You just have to check more often. When it gets below zero, like it does where you live, and like it does here, it doesn't take long for eggs to freeze. I've had it happen a couple of times.
 
The first winter we tried and tried to get them before freezing but it was just too cold. We never knew when one would lay. Last winter we didn't put light on so they slowed down at the coldest (darkest) part of winter. This year I'm on the fence about lighting and getting eggs because of the freezing issue. My egg box is on the inside of the coop too so I will be following this thread so see other ideas. Maybe a baby monitor? then we would know when to go get the eggs? With 15 girls that's a lot of trips when it's below 32 degrees for us.
 
Lots of straw in the boxes, keep it clean and fluffed up. Also, pretty soon you're going to know when they will be done laying for the day so can get to them before they freeze.
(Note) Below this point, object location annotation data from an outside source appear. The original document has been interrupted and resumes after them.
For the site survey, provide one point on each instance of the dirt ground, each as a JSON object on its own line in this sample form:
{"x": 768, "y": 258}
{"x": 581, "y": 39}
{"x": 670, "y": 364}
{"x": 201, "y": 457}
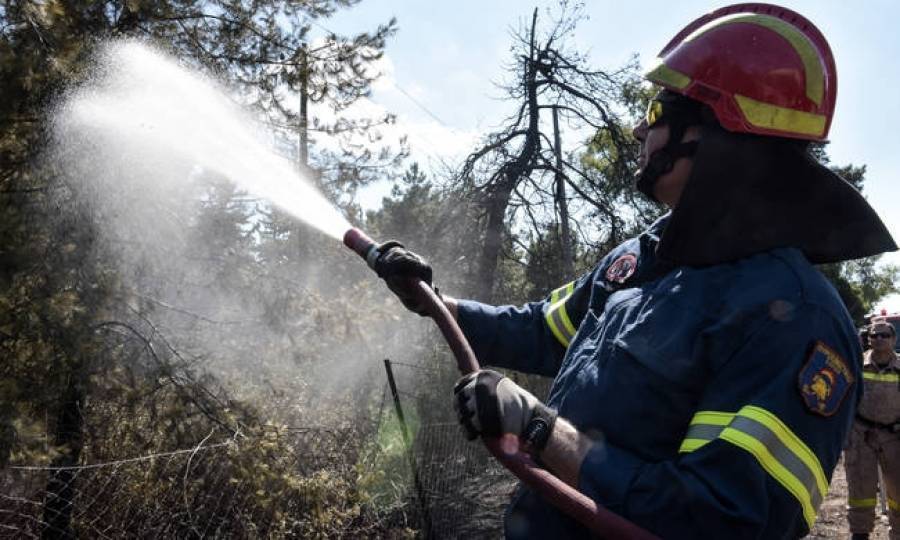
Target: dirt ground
{"x": 832, "y": 519}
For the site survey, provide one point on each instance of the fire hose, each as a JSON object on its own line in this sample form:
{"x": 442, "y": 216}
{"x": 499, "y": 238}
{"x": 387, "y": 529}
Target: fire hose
{"x": 569, "y": 500}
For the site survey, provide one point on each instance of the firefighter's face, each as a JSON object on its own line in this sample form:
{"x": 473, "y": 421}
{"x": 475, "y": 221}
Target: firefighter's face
{"x": 668, "y": 188}
{"x": 882, "y": 337}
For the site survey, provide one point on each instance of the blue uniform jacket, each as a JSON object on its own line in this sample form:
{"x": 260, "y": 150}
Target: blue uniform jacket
{"x": 719, "y": 396}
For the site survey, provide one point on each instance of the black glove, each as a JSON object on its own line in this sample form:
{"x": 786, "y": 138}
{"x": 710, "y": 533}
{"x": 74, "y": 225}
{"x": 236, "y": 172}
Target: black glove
{"x": 395, "y": 265}
{"x": 488, "y": 403}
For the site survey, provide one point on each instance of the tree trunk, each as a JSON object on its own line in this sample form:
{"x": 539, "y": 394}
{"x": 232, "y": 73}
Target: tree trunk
{"x": 60, "y": 493}
{"x": 497, "y": 202}
{"x": 562, "y": 206}
{"x": 508, "y": 178}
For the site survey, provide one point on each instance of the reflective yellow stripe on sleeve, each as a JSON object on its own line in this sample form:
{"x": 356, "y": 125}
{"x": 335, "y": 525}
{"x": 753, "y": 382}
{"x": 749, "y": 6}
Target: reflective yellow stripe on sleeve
{"x": 777, "y": 449}
{"x": 881, "y": 377}
{"x": 557, "y": 318}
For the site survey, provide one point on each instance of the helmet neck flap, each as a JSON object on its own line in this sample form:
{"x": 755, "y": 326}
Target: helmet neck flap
{"x": 748, "y": 194}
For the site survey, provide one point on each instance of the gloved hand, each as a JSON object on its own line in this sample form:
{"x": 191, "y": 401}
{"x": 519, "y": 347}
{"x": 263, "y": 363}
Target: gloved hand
{"x": 395, "y": 265}
{"x": 488, "y": 403}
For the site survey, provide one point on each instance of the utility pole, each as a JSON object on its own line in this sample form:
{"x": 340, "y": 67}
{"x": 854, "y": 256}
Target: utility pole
{"x": 561, "y": 203}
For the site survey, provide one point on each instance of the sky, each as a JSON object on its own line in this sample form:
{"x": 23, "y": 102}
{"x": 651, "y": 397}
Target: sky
{"x": 440, "y": 72}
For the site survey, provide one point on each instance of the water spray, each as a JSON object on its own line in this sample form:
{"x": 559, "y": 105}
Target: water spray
{"x": 150, "y": 115}
{"x": 564, "y": 497}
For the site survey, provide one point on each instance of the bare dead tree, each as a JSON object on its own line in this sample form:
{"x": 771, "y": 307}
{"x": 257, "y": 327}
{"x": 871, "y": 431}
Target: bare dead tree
{"x": 522, "y": 166}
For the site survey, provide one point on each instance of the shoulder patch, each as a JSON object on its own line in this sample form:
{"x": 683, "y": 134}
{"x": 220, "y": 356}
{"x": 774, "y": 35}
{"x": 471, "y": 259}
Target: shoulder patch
{"x": 622, "y": 268}
{"x": 824, "y": 380}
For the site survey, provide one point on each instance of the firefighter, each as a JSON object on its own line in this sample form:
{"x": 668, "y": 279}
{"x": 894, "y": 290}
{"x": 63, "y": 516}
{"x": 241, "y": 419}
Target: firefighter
{"x": 706, "y": 373}
{"x": 875, "y": 437}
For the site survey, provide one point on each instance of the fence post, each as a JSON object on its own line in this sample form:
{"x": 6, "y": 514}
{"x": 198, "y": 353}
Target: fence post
{"x": 417, "y": 483}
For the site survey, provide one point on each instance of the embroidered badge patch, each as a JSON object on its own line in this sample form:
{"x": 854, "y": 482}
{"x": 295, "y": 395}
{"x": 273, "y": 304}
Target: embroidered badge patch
{"x": 824, "y": 380}
{"x": 622, "y": 268}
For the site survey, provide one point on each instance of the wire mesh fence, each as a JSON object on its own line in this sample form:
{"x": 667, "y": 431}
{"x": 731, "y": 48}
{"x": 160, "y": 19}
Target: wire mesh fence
{"x": 300, "y": 482}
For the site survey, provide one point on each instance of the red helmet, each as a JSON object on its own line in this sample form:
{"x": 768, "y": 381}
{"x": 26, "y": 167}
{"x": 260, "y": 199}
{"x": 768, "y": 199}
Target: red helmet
{"x": 761, "y": 68}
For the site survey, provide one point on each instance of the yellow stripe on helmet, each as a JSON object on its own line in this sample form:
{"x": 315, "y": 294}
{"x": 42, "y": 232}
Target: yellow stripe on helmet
{"x": 813, "y": 70}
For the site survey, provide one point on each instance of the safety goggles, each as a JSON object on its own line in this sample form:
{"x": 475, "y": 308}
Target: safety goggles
{"x": 654, "y": 112}
{"x": 667, "y": 107}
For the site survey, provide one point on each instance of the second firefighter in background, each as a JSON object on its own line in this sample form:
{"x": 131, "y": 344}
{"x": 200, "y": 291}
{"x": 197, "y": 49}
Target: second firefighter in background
{"x": 875, "y": 437}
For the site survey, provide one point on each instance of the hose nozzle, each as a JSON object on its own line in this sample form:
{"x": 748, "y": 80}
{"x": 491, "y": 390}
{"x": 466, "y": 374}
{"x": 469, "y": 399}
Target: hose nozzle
{"x": 364, "y": 246}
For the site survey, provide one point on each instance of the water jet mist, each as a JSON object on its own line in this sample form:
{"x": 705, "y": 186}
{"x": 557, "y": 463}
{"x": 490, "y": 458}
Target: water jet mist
{"x": 145, "y": 105}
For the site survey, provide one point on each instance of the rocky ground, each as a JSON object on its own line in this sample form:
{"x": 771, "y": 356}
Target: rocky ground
{"x": 832, "y": 519}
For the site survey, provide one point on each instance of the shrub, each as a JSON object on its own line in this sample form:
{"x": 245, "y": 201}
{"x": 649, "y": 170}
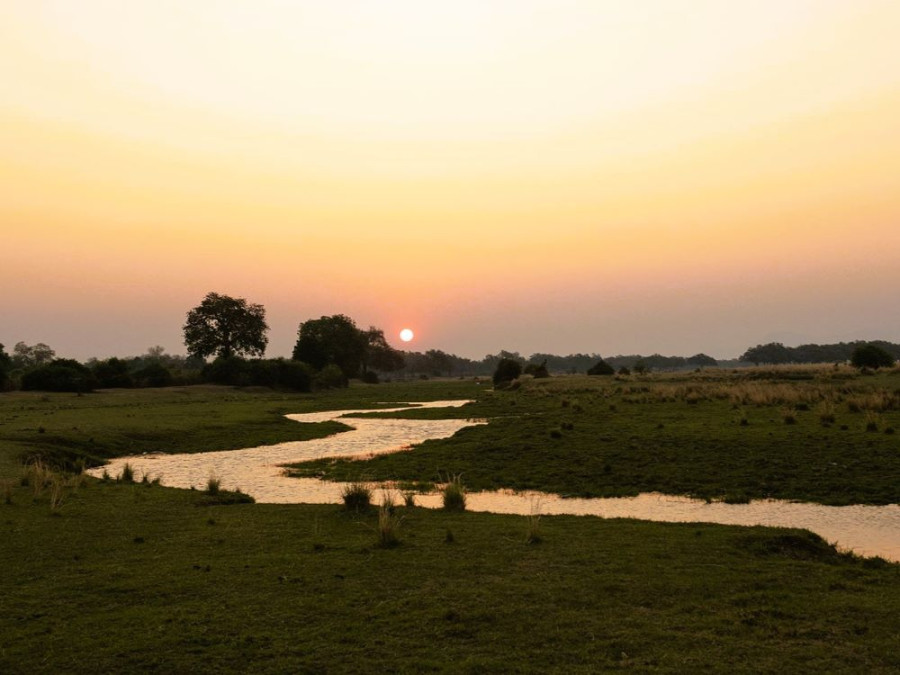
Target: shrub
{"x": 153, "y": 375}
{"x": 871, "y": 356}
{"x": 59, "y": 375}
{"x": 357, "y": 497}
{"x": 330, "y": 377}
{"x": 454, "y": 495}
{"x": 601, "y": 368}
{"x": 507, "y": 371}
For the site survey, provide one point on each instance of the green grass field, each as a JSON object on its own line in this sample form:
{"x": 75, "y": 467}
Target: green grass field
{"x": 120, "y": 577}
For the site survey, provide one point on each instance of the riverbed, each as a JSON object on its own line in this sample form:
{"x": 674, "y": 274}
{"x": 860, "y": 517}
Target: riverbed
{"x": 866, "y": 530}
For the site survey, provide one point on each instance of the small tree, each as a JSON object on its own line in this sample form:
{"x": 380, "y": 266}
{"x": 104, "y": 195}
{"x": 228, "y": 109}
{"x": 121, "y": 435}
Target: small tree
{"x": 507, "y": 370}
{"x": 601, "y": 368}
{"x": 871, "y": 356}
{"x": 226, "y": 327}
{"x": 25, "y": 356}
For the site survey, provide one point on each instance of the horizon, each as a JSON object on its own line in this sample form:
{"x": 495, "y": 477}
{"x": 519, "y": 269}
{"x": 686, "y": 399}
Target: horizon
{"x": 534, "y": 176}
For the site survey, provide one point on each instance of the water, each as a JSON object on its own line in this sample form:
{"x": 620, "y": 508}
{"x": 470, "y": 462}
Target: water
{"x": 866, "y": 530}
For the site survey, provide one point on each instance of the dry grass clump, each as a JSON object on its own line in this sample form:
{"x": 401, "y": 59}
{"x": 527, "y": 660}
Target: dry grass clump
{"x": 387, "y": 530}
{"x": 357, "y": 496}
{"x": 454, "y": 495}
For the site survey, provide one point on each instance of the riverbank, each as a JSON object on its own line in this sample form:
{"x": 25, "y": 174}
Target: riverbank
{"x": 131, "y": 577}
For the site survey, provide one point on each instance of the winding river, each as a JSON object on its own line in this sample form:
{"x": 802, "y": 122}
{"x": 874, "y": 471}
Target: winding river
{"x": 866, "y": 530}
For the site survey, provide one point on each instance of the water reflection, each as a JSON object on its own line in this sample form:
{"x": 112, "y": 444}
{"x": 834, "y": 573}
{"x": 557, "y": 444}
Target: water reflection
{"x": 867, "y": 530}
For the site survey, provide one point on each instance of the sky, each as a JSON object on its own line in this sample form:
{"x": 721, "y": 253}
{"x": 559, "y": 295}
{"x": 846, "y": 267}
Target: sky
{"x": 613, "y": 177}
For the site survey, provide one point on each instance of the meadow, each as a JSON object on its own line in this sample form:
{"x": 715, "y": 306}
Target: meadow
{"x": 120, "y": 576}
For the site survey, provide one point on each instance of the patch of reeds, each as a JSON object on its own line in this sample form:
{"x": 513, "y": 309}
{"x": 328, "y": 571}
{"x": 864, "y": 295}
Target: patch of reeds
{"x": 533, "y": 533}
{"x": 57, "y": 494}
{"x": 357, "y": 496}
{"x": 454, "y": 495}
{"x": 213, "y": 484}
{"x": 387, "y": 530}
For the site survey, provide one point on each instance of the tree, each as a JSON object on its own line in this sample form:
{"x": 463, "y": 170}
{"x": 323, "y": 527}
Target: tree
{"x": 378, "y": 354}
{"x": 226, "y": 327}
{"x": 5, "y": 367}
{"x": 601, "y": 368}
{"x": 871, "y": 356}
{"x": 332, "y": 340}
{"x": 30, "y": 357}
{"x": 507, "y": 370}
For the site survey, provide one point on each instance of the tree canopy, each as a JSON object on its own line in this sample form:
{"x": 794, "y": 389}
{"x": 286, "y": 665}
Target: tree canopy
{"x": 226, "y": 327}
{"x": 871, "y": 356}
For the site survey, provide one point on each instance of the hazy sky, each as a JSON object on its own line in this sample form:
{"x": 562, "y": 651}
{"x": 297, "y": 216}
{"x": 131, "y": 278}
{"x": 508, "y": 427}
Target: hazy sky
{"x": 558, "y": 176}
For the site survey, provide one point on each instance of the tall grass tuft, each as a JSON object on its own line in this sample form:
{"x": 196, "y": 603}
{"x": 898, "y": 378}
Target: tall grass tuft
{"x": 454, "y": 495}
{"x": 533, "y": 533}
{"x": 357, "y": 496}
{"x": 388, "y": 528}
{"x": 57, "y": 494}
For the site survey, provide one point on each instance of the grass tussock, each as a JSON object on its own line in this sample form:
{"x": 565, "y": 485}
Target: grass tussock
{"x": 387, "y": 530}
{"x": 357, "y": 496}
{"x": 454, "y": 494}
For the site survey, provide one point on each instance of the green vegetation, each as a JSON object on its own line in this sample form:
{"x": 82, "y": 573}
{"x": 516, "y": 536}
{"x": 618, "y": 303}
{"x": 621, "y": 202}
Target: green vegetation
{"x": 135, "y": 577}
{"x": 746, "y": 434}
{"x": 114, "y": 576}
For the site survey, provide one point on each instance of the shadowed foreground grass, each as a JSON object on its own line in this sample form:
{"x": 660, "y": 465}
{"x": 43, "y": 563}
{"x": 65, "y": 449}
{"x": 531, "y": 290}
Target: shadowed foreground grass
{"x": 134, "y": 577}
{"x": 831, "y": 438}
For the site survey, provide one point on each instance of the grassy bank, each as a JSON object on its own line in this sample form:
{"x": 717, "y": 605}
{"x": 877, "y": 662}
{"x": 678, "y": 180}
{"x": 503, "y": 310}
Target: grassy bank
{"x": 66, "y": 429}
{"x": 132, "y": 577}
{"x": 824, "y": 435}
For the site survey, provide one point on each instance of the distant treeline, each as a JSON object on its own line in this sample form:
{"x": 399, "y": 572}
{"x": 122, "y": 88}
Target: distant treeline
{"x": 437, "y": 363}
{"x": 776, "y": 353}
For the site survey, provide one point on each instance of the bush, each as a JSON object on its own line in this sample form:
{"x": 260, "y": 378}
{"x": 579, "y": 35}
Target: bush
{"x": 112, "y": 373}
{"x": 507, "y": 370}
{"x": 330, "y": 377}
{"x": 537, "y": 371}
{"x": 601, "y": 368}
{"x": 871, "y": 356}
{"x": 59, "y": 375}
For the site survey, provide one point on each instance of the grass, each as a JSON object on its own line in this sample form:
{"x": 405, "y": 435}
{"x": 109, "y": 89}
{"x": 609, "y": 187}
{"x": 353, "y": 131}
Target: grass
{"x": 357, "y": 496}
{"x": 453, "y": 494}
{"x": 123, "y": 577}
{"x": 707, "y": 435}
{"x": 130, "y": 578}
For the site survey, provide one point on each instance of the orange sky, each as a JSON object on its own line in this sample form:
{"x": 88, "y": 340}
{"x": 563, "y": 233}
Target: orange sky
{"x": 610, "y": 177}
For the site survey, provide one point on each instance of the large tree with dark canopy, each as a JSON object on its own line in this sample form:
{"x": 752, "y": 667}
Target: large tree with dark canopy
{"x": 226, "y": 327}
{"x": 331, "y": 340}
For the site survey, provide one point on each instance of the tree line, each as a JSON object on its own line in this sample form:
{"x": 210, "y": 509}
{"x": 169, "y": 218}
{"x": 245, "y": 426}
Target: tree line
{"x": 332, "y": 350}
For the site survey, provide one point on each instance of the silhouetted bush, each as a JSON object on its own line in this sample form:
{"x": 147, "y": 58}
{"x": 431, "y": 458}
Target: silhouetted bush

BTW, I'd go with deep pine shavings on the floor rather than straw--it stays drier and fluffier so the birds feet don't get as cold. Just a thought if you can do it.
 
I am going into my second winter, the girls laid OK last winter. I checked 2-4 times a day, depending on my work schedule. My coop is not heated and I live in WI. I used a mix of thick shavings and chopped straw in the nestboxes and 6-8 inches wood shavings on the floor. I don't think I had any frozen eggs except for half a dozen that one of the girls laid outside the nestboxes in a hidden spot. I did not find them for a few days and they were cracked and frozen. I also used a couple of bales of straw stacked on the floor to avoid draft from pop door toward the area of the nestboxes. Will do same this year....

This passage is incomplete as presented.